A Most Violent Year
1970s Cinema, 1980s Landscape, 2015 film
Starring: Oscar Isaac, Jessica Chastain
Review written by Robert D. Patrick
A Most Violent Year is about the most blood-specked 365 days in New Year City’s history (1981 somehow eclipses the carnage of the Five Points in the 1860s?). Perennially overcast and painted with broad strokes of chrome and fog, writer and director J.C. Chandor’s latest opus is a sock full of marbles being swung relentlessly. Following a resourceful married couple, A Most Violent Year vibrates with the bruised undercurrents of emotional and fiscal malaise. Oscar Isaac plays a stoic, glove-straightening businessman with a fairness-first attitude. To reach the proverbial top, you must speak clearly and broaden your shoulders. His wife, played by Jessica Chastain, is enterprising and taut. The duo are a Swiss army knife of social ingenuity and formal absolution.
Chandor’s compass for fear is built on the misleading appearance of stability and structure. His protagonists wear monolithic, heavy coats and architecturally reinforced outfits; something as posturing and sturdy as the buildings of New York itself. Empirically pleasant veneers hide the ebb of uncertainty and corruption. A Most Violent Year speaks in the language of anticipation and paranoia. Everything is ashy and devoid of color. Chandor is channeling the hypnotic minimalism of 1970s cinema, where everything happens within the ellipsis. Oscar Isaac is playing a role, here in the dogged dystopia of failing business, that Al Pacino could have played in his heyday. The stoic and farcicial wall of power covering up the saliva and tears of desperation. A film like this, that ignores the candy and carbonation of its current movie-going climate, deserves applause.

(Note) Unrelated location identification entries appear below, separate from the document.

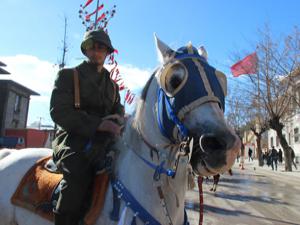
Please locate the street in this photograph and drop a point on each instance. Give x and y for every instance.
(251, 196)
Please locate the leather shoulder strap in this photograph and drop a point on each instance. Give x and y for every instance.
(76, 89)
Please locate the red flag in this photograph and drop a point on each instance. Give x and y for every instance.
(87, 3)
(101, 17)
(88, 17)
(248, 65)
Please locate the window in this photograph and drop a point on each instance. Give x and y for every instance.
(17, 106)
(272, 142)
(296, 135)
(15, 123)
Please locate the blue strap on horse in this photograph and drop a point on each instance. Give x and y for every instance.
(161, 96)
(136, 207)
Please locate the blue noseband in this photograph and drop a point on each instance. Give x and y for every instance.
(202, 86)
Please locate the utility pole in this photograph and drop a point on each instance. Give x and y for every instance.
(96, 16)
(62, 63)
(65, 47)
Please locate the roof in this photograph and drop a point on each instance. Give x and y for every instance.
(17, 85)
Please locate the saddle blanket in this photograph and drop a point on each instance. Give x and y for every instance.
(36, 190)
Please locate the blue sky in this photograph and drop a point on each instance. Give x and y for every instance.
(34, 28)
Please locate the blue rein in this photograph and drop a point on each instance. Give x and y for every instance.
(161, 96)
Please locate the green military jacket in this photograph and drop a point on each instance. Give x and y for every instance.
(99, 97)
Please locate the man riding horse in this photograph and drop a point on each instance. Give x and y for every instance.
(85, 103)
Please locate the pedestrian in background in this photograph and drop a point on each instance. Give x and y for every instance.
(274, 158)
(250, 151)
(293, 158)
(280, 155)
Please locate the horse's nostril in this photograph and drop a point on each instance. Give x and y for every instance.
(211, 142)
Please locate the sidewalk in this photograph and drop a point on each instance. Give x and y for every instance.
(280, 173)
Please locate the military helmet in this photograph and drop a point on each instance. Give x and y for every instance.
(96, 35)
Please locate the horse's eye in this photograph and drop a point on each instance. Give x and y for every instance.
(175, 79)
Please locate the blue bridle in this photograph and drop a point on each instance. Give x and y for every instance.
(194, 90)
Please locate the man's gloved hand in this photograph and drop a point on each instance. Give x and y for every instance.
(112, 124)
(116, 118)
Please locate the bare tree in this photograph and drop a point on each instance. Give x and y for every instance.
(244, 113)
(277, 62)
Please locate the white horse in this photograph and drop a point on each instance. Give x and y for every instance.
(181, 101)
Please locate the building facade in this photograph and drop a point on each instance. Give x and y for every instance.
(14, 105)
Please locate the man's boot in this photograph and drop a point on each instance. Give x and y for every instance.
(59, 218)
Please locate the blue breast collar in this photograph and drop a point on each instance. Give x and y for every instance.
(136, 207)
(193, 90)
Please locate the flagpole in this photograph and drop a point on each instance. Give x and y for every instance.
(96, 17)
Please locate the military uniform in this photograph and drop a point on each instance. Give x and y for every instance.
(78, 144)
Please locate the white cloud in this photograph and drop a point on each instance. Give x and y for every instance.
(34, 73)
(39, 75)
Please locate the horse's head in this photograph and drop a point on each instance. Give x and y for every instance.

There is a rumbling, shadow-encased chase sequence that involves the fiery roar of a car’s engine and the curious pattering of inquisitive footsteps; it’s a scene that is a brave mash-up of The French Connection and The Third Man. At particular points, the screenplay toils too hard to make emotional impressions, but the overall mood of the picture buries its own flaws before you become distracted by them. For our auteur, the word “violent” is important, because Chandor’s first two pictures – Margin Call and All is Lost – were extremely violent. They lived in a quiet carnage; seething, slicing, and eviscerating. What a hugely ambitious, sullen, lipstick branded love letter to dreams and the flammable materials that their sparks land upon.